In realms both political and financial (and the strange Venn region where the two are inseparable), things came to a head at the end of last year. I think that 2008 was not the Year of Horrible Things, but the Year When The Lies Became Too Big To Hide. I also think that the curtain was yanked aside, that the dykes finally broke, because we’ve become, as a whole, too complacent to the displays of vice (or, at least, lack of virtue) around us everyday. Much like those of us who’ve grown up on horror films, increasingly immune to the cheap scares and expensive anatomical FX, it’s seemingly harder and harder for the world at large to get angry and demand accountability. When the price of gas rose above $4 a gallon, where was anything other than weary acceptance? When the number of armed forces casualties (or civilian casualties, while we’re at it) surpassed the number killed on 9/11/2001, who other than the fringes were aware, much less upset? As the Bush administration continued to piss on the liberties of the American citizen, who but left-wing bloggers even really cared?
Perhaps it’s a national desensitization to such things. Maybe it’s that we all got too tired of screaming to work up the energy anymore, or the mountains of accountability-free wrongdoers made us think that fighting back was pointless. Maybe we just didn’t see where all these things were leading. Regarding a memo about the President’s power to torture detainees, Dawn Johnsen, Obama’s incoming head of the Office of Legal Counsel, wrote:
Yes, we’ve seen much of it before. And yes, we are counting down the remaining months. But we must regain our ability to feel outrage whenever our government acts lawlessly and devises bogus constitutional arguments for outlandishly expansive presidential power. Otherwise, our own deep cynicism, about the possibility for a President and presidential lawyers to respect legal constraints, itself will threaten the rule of law–and not just for the remaining nine months of this administration, but for years and administrations to come. (via Salon)

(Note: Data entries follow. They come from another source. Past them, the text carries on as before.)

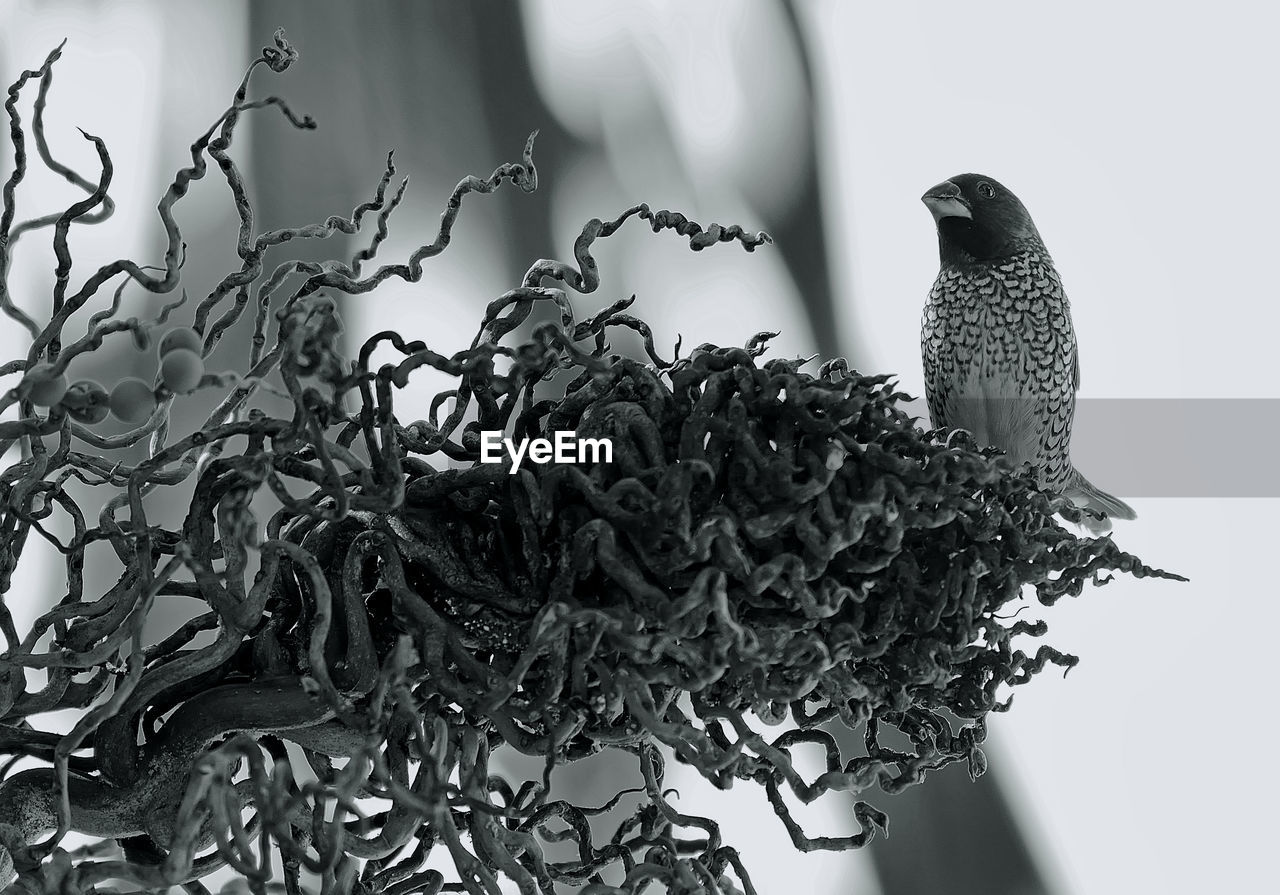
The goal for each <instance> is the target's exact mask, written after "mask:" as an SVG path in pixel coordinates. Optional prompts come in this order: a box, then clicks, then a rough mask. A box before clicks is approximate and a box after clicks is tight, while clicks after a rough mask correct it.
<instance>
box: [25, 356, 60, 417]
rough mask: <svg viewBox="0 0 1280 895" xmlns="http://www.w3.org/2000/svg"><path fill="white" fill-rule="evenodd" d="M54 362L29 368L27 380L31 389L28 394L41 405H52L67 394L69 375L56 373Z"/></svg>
mask: <svg viewBox="0 0 1280 895" xmlns="http://www.w3.org/2000/svg"><path fill="white" fill-rule="evenodd" d="M54 369H55V367H54V365H52V364H36V365H35V366H33V367H31V369H29V370H27V382H28V383H29V384H31V389H29V391H28V392H27V396H28V397H29V398H31V403H33V405H37V406H40V407H52V406H54V405H56V403H58V402H59V401H61V399H63V396H64V394H67V376H64V375H63V374H60V373H59V374H54Z"/></svg>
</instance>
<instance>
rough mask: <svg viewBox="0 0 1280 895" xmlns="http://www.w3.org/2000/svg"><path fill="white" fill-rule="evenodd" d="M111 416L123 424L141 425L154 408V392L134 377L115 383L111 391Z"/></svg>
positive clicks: (120, 380) (141, 380) (154, 393)
mask: <svg viewBox="0 0 1280 895" xmlns="http://www.w3.org/2000/svg"><path fill="white" fill-rule="evenodd" d="M110 406H111V414H113V415H114V416H115V419H118V420H120V421H123V423H142V421H143V420H146V419H147V417H148V416H151V411H152V410H155V408H156V396H155V391H154V389H152V388H151V387H150V385H148V384H146V383H145V382H142V380H141V379H137V378H136V376H128V378H127V379H122V380H120V382H118V383H115V388H113V389H111V399H110Z"/></svg>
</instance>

With luck, the change that has been occupying my senses and distracting me from the mundane is one for the better (all of those who persist in labelling me a pessimist can take note; at worst, my undying hope for better things would make me a cynical, pragmatic optimist). In order for that to be the case, though, I think that America needs to stop looking at Obama as hero, come to rescue us all from this mess in which we’ve been placed. Instead, we need — desperately, I add — to view him as inspiration, as proof that you don’t have to accept your ‘given’ lot in life, as a pivot point around which to change our own practices and perspectives. We need to learn to accept our part in creating problems, on both small and large scales. We need to learn to accept the consequences, gracefully if not gratefully, and learn from our mistakes and missteps. We need to be more forward thinking about probabilities and possibilities, while still enjoying the here and now.
If we don’t quit acting like children, the universe isn’t going to quit treating us as such.